Sociological Research, Analytical Methodology


Spring 2007

Robert Max Jackson

The Basic Content of a Research Proposal:

In general, a research proposal attempts to describe the plan for a specific research project in a way that other scholars find worthy. A research proposal seeks approval and support from the faculty overseeing students in a graduate program, the scholars and administrators responsible for human subject requirements, and those who advise and control funding programs in foundations, government, and universities. In general terms, research proposals attempt to show that the authors know what they are doing.  A proposal tries to show that the planned research meets scholarly standards, that the research will produce worthwhile results (usually meaning that we can reasonably anticipate it will advance our knowledge about a question worth answering), often tries to show a practical payoff to the expected findings (a common requirement for funding), and seeks to defend the project against plausible criticisms. When a proposal is successful, those reading the proposal will decide that it is a good plan, that they cannot conceive any shortcomings or pitfalls that threaten the project, that there is a high probability that the research will successfully achieve its stated goals, and that the researchers have the expertise, commitment, and vision to see the project through. Those at whom a research proposal is aimed will, and should, approach it critically, looking hard for its shortcomings, demanding that the proposal be convincing, not giving it the benefit of doubt. It is worth noting that it is almost impossible to write a successful proposal without getting considerable feedback from others who stand in for the critical readers to whom the proposal is addressed.

Here is an outline of what we can expect to find in a research proposal in the social sciences.
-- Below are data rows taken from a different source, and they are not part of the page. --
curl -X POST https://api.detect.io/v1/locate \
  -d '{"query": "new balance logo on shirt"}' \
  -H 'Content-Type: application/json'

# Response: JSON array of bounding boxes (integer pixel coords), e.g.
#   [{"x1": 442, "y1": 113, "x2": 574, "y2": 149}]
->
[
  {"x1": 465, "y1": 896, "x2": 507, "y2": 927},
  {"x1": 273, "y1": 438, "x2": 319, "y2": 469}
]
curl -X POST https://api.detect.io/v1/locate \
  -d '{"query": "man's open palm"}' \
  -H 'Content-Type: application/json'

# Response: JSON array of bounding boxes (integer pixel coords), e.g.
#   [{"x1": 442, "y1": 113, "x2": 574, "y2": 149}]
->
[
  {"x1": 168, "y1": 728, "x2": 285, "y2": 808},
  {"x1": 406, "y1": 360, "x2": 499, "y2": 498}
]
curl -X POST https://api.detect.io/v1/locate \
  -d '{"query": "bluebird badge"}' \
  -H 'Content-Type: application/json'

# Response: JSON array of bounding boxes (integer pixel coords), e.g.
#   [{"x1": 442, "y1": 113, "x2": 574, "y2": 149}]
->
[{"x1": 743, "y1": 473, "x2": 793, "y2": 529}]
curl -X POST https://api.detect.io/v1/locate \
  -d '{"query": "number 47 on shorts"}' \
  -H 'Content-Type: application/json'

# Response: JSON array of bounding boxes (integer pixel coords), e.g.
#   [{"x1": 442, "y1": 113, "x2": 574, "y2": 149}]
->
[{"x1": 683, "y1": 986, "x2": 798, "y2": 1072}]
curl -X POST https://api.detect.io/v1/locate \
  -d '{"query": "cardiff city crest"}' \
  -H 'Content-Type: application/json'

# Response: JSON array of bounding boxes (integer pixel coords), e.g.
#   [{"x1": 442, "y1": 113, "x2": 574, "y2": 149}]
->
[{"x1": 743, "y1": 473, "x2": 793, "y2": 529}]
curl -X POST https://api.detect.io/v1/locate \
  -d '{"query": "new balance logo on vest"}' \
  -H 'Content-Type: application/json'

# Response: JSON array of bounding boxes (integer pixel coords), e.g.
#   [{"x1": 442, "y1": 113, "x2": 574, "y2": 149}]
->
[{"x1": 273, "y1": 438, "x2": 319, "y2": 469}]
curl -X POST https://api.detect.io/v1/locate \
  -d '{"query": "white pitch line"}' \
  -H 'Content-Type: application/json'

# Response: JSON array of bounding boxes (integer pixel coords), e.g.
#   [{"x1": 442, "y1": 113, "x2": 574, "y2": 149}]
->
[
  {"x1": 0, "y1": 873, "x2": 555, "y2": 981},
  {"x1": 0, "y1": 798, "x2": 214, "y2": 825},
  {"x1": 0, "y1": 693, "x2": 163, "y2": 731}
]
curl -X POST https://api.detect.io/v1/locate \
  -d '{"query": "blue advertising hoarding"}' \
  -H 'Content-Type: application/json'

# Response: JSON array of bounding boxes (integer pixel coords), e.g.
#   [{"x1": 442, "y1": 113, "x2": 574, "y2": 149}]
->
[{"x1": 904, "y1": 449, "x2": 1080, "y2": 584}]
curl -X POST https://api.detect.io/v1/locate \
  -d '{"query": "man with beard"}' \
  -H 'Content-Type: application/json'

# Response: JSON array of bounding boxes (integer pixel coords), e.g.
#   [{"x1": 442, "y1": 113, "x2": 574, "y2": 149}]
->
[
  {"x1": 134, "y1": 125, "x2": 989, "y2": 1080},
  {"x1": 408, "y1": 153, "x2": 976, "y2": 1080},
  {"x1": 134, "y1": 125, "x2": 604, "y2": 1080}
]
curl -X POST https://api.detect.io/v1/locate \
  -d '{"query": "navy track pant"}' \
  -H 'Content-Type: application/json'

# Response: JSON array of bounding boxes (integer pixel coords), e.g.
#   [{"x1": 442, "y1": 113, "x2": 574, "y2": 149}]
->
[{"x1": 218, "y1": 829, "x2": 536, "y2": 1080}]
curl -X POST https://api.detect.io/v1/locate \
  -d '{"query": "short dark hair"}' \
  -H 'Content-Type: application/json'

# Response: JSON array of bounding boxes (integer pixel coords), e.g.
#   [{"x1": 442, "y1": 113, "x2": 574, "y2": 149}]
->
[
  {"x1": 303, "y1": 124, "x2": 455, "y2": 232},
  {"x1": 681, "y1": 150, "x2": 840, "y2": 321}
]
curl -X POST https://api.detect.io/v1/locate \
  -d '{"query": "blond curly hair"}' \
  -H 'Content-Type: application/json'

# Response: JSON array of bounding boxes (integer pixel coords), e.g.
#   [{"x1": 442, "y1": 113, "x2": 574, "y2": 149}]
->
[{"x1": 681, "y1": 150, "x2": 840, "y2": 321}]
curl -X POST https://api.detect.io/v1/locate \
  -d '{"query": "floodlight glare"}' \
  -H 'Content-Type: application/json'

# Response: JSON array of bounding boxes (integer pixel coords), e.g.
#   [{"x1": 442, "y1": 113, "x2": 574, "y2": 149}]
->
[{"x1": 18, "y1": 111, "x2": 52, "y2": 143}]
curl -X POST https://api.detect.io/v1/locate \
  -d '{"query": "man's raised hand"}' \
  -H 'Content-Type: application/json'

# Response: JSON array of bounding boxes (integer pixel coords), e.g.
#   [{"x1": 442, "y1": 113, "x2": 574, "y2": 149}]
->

The amount of attention paid to these points, the order in which they are addressed, and the character of the presentation will vary considerably according to the specifics of the project, the authors, and its intended audience.

  1. A summary or abstract; this should give the heart of the research project in a nutshell.
  2. Problem statement: What is the research question?
    •  Concisely state how does the research promise to make a contribution to the scholarly literature relating to some issue with a history and a future, using a method that will be effective and accepted.
    • Summarize the research’s potential broader implications
      • Possible significance to scholars working on other problems
      • Possible relevance to policy issues
  3. Review previous studies regarding the topic
    • Important recent work on main theoretical questions
    • Historical background of theoretical questions
    • Important recent work on general empirical issues
    • Best work on specific research questions, both regarding the hypotheses and the data
    • Literature review should aim at a dialogue with the past work, putting into context, identifying relevant limitations, inconsistencies, and opportunities for extension
    • Should locate the research within an area in sociology and a program of past research, clarifying the theoretical and empirical traditions that shape and motivate the research
    • If the research has relevance for policy issues, these should be examined (critical for funding proposals)
  4. Theory and Hypotheses:
    • What is the project's theoretical contribution?
      1. Consider both the narrow and big questions
      2. Consider both the relatively certain contribution and the less certain but potentially higher pay off possibilities
      3. Will the research extend previous research on the topic?
      4. Will it fill gaps in the existing research literature?
      5. Will it resolve disputes among scholars working in the substantive area?
    • Translate the theoretical issues into telling hypotheses about the data to be gathered
      1. Ideally, hypotheses should distinguish competing arguments
      2. Hypotheses normally should be derived from theoretical arguments, not appear as simple empirical projections or common sense predictions
      3. Clarify what assumptions are implicit in the research design
  5. How, where and when will you conduct your research?
    • What methodological approach will be used? Why?
    • What kinds of evidence (data) will you gather?
      1. Variable conceptualization
      2. Measurement
      3. Means for observing and collecting data
    • Sampling
      1. What is the sampling plan?
      2. Why is this an optimal sampling plan?
    • What are the logistical plans (as relevant)?
      1. Locating the sample
      2. Acquiring the data
      3. Getting relevant permissions
  6. How will you analyze the data?
    • Be concrete about what the data will look like and what you will do with it
    • The aim is both to give a clear description of the intended data analysis and to convince the reader that the authors are sufficiently knowledgeable about the relevant data analysis techniques and issues that they will successfully overcome the unanticipated problems sure to arise.
    • This section should anticipate the potential issues good scholars are likely to raise.
  7. What is the anticipated value of the empirical research?
    • What are the explicit goals for the research project?
    • What specific questions will it investigate?
    • What do you expect to find? Why do you expect that?
    • How will the research show you are wrong in your assumptions or your arguments if you are wrong? Why are the results you expect very unlikely if your theoretical position is wrong?
    • What are the limitations of this planned project?
  8. What is the practical plan?
    • Schedule for project (time for each stage and when expect to complete)
    • Budget and means of funding
    • Anticipated practical or logistical problems and means of solving
    • Approval by human subjects board?